The list of the 15 most profitable pharmaceutical companies in 2016 was announced on August 10. However, the industry has found some "unsatisfactory" places, compared with the revelry on the list. According to the latest research report, the pace of the 15 companies has slowed markedly compared to last year, with a year-on-year growth rate of 4 per cent. Among them, novartis, sanofi, gilead and astrazeneca have seen a decline in performance, unavoidably, this is a tough 2016.
Clearly, the "flatness" of the growth curve has led many employees to worry directly about their own pockets and jobs. EP Vantage, which counts data from the annual report of 11 pharmaceutical giants, found that by the end of 2016, the number of employees at these companies was 866,179, with a 1% contraction overall.
Worst loss: sanofi
The total number of employees fell by 8%, from 115,631 at the start of the year to 106,859 at the end of the year. The 2016 wave of layoffs is well deserved to be led by sanofi.
The primary cause of this devastation is the price pressures under the control of medical costs and the impact of biosimilars. Some analysts believe that the pressure of spending has been on the horizon as a result of the continuing downturn in diabetes performance.
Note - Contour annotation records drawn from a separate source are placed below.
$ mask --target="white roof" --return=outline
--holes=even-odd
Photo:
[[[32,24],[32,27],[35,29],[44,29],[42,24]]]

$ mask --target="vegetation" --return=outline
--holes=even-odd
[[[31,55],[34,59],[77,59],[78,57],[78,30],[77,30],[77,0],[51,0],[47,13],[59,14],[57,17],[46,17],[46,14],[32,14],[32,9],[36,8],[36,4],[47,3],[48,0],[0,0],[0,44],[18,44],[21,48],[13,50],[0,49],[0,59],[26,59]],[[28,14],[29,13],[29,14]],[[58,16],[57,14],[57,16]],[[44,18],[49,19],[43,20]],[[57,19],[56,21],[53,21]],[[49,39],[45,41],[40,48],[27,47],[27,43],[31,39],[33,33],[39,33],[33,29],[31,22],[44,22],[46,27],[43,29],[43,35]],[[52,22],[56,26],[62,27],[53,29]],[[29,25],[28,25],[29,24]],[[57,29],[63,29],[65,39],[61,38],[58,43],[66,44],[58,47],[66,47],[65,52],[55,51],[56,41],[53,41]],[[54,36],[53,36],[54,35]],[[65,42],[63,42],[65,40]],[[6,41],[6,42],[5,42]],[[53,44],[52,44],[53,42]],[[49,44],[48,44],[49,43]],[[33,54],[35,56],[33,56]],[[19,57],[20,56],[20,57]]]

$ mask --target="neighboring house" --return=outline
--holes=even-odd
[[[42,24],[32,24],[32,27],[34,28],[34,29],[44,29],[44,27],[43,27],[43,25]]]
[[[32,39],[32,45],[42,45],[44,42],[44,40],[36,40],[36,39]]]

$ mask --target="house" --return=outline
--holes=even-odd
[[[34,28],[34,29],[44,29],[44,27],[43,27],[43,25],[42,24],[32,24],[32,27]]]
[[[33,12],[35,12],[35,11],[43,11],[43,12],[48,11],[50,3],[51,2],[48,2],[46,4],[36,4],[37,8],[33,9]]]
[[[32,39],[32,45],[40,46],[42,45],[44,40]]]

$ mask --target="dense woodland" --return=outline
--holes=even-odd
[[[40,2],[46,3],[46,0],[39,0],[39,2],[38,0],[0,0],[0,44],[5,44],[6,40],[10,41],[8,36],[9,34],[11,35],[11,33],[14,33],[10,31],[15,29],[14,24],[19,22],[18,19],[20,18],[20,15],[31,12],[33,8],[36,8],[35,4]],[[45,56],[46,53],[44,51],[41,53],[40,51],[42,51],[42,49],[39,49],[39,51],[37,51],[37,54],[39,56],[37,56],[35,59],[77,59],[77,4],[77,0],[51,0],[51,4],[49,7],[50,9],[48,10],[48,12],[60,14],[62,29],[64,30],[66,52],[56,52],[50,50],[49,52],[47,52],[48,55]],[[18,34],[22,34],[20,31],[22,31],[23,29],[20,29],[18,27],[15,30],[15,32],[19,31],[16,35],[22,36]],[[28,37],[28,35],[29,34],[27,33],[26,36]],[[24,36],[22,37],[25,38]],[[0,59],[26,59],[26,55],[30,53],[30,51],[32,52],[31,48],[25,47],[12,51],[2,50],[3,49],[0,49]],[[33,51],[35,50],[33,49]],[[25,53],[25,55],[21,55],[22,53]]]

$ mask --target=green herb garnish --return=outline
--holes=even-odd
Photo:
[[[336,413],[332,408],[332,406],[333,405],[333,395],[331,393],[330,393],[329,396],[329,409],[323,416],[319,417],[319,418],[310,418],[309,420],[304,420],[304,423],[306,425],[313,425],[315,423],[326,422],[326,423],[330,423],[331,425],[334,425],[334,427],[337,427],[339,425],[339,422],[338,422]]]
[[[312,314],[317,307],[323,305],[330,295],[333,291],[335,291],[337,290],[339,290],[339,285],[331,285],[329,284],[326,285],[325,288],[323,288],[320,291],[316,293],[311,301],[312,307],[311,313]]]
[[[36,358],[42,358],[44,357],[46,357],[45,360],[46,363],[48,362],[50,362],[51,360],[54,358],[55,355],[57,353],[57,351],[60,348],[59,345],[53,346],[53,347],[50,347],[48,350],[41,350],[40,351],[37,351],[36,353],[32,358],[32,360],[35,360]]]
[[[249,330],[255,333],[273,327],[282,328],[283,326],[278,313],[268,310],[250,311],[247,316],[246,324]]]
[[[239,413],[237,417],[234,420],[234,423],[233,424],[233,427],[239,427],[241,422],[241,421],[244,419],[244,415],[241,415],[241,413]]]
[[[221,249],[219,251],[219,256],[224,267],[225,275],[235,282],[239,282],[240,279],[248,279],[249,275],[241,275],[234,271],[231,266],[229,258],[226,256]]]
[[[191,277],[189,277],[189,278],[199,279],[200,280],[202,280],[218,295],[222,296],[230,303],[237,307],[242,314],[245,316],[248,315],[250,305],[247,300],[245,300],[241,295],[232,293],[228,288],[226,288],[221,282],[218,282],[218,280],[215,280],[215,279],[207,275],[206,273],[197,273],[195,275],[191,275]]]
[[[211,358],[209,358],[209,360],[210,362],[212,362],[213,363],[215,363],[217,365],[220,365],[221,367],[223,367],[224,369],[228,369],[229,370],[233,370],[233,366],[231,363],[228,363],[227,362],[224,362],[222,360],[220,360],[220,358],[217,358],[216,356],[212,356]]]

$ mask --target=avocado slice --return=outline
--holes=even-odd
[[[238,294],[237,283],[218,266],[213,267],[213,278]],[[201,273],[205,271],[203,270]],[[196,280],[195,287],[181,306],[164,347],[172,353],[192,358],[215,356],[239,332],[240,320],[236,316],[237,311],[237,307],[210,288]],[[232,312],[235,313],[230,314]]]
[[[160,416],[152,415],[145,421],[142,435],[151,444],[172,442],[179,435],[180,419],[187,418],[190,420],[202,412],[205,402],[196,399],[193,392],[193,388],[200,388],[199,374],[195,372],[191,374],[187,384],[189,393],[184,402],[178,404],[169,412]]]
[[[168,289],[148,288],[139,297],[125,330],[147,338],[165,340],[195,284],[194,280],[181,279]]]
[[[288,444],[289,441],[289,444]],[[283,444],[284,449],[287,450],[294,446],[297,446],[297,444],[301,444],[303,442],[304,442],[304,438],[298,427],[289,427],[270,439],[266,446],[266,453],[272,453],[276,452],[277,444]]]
Eli lilly and boehringer ingerheim took the biosimilars of Lantus, which gave sanofi a crucial blow. In the end, sanofi kicked off the 2016 campaign by cutting 500 jobs in France. Since then, its U.S. sales of diabetes drugs and cardiovascular drugs have been cut by 20 percent.
Most surprising increase: alberi
Despite the scale of the other pharmaceutical giants, which are only in the middle and lower reaches of the market, alberi's staff has given us a small surprise. In 2016, it added 2, 000 employees, up to 30, 000 at the end of the year, outpacing the older group, roche (3%) and eli lilly (2%).
Hand who repair the merlot, focus on antiviral, neurology, immunology, oncology, kidney disease, such as women's health in the field of new drug research and development, abbvie "somersaults cloud" turn has its internal logic.
The clouds open to the moon: lilly
Eli lilly is one of only three expansion companies. Its number of employees increased by 2% in 2016 to 41,975.
In fact, the 2 percent figure is very impressive. In recent years, with the patent protection of blockbuster products such as tumor drug Gemzar, psychotropic drug Zyprexa, depression drug Cymbalta and osteoporosis drug Evista, it has experienced a period of pain. To add insult to injury, last year, the semagacestat, which was seen as a future star for the treatment of alzheimer's, was forced to pay again with big job cuts.
Now, the company has turned a profit, making the Numbers look better.
In addition, astrazeneca, Pfizer, glaxosmithkline and Johnson & Johnson are among the layoffs, fine-tuning their workforce.